With Google Marketing Live just around the corner (May 14th), some very interesting yet vague news has many search marketers and retailers scratching their heads.
Is Google Express really being rebranded to Google Shopping?
Where did it come from?
Originally reported by The Information, a tech industry blog, according to “two people familiar with the business” Google plans to rebrand Google Express to Google Shopping.
Sounds a bit odd since there already IS a Google Shopping, the one that came to be in 2012. However, at this time, we have no way of officially confirming or refuting this report.
The claim itself in the article is very nicely glazed over in a mere sentence since the entirety of the article is far more dedicated to the news that Google has added “Shopping ads” to YouTube with the kicker being that the ads are actually coming from Google Express.
The report has been picked up wildly, with other tech blogs like Engadget, 9to5Google, and AndroidPolice all hopping on the bandwagon.
All in all though, its not a complete stretch that Google is looking to make some changes. Express has always invoked a feeling or expectation of rapid delivery or something that’s a bit more synonymous with a shipping company.
What is Google Express?
In a strategy to try and compete with Amazon, Google launched what could be considered a “marketplace” in Google Express. It was first set in 2013 but only covered a small test area in California that included San Francisco.
It also happened to replace the now defunct “Purchases on Google” which many thought would become Google’s compete against the Amazon “Buy Button”.
Acting much like an online shopping mall, Google Express allows brands and retailers to list their products on its comparison-shopping-like entity.
For shoppers, Express provides some unique benefits such as 1-click reordering, Google Voice-Assistant aided purchasing, and a universal shopping cart.
Not to be confused with Google Shopping, the pay-per-click advertising campaign type within Google Ads that is just for e-commerce merchants, Google Express actually shares quite a few similarities with its pseudo cousin:
- To list products on Google Express, retailers must submit a product feed via Google Merchant Center. The same feed that they use for Shopping Ads can double as a feed for Express, only requiring a checkbox to be marked off to then include listing on Express.
- Google advertises its merchants’ products via Google Shopping, with ads being labeled with a ‘G’ tag to indicate that the purchase will take place on Express and not on the retailers own website.
- The very same policies that govern product data quality for Shopping Ads also covers those for Express when submitting a feed via Merchant Center.
So, is it true?
To be completely honest, we don’t know yet.
It is a very intriguing move to say the least, however. It has far reaching effects on the e-commerce and search marketing industries.
Since its launch, Google Shopping has a certain expectation when seen by a merchant.

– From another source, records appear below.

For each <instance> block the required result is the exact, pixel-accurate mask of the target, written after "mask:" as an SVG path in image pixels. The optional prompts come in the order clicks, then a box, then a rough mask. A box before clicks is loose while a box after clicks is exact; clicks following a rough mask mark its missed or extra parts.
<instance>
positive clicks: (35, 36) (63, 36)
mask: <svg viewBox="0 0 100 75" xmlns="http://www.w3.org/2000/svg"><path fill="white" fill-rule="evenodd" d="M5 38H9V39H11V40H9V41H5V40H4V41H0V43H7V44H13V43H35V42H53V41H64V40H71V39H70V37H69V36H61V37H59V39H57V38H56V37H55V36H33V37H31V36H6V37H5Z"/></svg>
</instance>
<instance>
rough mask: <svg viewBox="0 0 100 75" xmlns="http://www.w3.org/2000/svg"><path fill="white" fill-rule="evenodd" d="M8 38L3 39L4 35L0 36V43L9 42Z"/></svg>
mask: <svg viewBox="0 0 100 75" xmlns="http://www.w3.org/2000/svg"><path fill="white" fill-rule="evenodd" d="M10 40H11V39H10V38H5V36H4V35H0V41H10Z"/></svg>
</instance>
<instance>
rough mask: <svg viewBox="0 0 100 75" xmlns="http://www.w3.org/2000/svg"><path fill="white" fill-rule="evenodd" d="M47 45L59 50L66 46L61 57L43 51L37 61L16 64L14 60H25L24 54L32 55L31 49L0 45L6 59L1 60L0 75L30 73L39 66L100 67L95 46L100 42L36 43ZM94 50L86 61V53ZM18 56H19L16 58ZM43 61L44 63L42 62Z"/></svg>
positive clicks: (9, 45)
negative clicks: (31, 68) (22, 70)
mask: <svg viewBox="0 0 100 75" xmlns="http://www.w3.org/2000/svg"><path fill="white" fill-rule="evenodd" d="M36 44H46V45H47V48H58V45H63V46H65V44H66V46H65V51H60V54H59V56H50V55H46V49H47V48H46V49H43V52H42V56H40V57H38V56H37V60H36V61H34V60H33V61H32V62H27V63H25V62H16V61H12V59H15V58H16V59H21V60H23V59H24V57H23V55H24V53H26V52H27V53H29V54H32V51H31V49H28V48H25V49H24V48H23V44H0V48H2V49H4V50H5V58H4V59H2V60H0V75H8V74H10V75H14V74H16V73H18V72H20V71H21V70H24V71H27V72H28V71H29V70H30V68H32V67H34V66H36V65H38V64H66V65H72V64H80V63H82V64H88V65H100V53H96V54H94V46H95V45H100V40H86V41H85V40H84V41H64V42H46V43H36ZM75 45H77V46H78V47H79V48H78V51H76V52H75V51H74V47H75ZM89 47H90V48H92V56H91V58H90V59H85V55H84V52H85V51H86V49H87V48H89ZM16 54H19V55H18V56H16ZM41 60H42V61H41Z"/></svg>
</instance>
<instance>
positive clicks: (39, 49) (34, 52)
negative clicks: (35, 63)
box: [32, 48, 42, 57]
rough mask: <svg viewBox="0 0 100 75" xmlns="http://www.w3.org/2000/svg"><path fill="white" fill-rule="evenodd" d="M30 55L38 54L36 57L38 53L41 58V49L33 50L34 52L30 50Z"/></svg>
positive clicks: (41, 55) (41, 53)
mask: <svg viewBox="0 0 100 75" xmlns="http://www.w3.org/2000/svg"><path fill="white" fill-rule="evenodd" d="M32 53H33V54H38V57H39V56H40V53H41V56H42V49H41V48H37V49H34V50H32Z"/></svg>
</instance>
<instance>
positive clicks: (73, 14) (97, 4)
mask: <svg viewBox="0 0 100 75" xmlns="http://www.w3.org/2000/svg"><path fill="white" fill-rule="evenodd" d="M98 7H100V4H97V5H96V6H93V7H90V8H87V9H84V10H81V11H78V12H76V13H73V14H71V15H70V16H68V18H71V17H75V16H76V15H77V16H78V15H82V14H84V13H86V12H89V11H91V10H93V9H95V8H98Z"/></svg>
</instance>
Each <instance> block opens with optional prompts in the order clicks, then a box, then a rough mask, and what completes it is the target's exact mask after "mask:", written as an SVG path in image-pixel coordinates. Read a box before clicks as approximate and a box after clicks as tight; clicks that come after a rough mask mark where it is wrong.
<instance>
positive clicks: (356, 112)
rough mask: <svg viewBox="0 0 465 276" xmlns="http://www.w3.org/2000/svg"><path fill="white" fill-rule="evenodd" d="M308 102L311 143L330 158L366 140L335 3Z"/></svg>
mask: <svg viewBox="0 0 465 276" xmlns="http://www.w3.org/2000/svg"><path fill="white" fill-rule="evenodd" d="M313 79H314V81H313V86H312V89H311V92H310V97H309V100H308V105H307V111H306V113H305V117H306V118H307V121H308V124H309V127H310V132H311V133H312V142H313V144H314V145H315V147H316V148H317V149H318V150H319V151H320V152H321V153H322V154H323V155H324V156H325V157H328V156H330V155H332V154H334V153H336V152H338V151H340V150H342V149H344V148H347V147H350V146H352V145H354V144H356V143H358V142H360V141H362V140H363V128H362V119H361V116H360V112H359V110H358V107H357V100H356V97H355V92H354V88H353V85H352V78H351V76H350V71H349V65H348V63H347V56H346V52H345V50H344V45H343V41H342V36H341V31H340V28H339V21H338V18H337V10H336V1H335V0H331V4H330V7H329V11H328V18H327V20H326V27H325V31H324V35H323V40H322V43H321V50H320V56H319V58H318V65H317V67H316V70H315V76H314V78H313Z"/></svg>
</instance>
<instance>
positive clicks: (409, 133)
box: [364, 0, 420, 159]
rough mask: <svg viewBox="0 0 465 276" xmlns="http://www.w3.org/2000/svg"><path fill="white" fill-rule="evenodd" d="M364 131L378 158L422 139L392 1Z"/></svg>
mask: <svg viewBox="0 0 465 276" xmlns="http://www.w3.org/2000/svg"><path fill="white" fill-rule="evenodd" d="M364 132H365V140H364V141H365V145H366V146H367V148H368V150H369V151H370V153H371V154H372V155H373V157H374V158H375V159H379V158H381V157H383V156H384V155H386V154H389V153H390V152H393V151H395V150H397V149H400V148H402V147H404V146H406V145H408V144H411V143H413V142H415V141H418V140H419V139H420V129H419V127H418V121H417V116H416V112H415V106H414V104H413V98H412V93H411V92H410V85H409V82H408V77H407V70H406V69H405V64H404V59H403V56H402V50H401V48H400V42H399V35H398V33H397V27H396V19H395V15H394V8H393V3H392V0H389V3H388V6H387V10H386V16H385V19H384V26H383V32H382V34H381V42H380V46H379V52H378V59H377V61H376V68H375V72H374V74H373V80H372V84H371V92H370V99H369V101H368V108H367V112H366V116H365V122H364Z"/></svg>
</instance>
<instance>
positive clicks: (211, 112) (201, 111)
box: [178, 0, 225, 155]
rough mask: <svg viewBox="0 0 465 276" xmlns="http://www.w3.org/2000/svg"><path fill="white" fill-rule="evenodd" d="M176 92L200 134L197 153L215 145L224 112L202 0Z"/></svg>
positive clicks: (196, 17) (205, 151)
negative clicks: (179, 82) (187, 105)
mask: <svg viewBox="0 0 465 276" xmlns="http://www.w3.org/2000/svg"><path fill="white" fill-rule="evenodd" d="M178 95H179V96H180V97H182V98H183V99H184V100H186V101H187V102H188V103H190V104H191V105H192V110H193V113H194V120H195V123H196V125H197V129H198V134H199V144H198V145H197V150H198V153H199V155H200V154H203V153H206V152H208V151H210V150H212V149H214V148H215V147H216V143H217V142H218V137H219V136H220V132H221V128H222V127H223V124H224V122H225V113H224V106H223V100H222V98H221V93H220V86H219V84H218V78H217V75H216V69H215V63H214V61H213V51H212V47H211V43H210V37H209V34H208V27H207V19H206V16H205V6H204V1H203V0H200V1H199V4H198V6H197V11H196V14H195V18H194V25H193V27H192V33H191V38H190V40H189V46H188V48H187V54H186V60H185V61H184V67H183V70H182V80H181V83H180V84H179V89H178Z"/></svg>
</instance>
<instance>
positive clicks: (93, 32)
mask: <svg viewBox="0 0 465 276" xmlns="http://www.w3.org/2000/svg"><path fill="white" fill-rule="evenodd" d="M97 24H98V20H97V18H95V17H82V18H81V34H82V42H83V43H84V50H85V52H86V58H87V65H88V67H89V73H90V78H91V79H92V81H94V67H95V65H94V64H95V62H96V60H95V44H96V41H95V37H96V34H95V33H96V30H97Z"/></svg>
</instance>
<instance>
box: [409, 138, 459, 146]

That it is a paid advertising program, and the ads appear in Google search which were formally known as PLAs or Product Listing Ads.
That feeds must be submitted to Google Merchant Center, and campaigns must be set up in Google Ads (formerly AdWords).
That when shoppers click on ads, they are taken to the retailer’s website to complete their purchase.
Are Google Shopping and Express to become one entity? Will Shopping Ads / Campaigns be renamed once again?
There are many questions to be asked, but right now it’s just a waiting game.
Come May 14th, during Google Marketing Live, there is a hope that we will get all the answers and see what the future has in store for both Google Shopping and Google Express.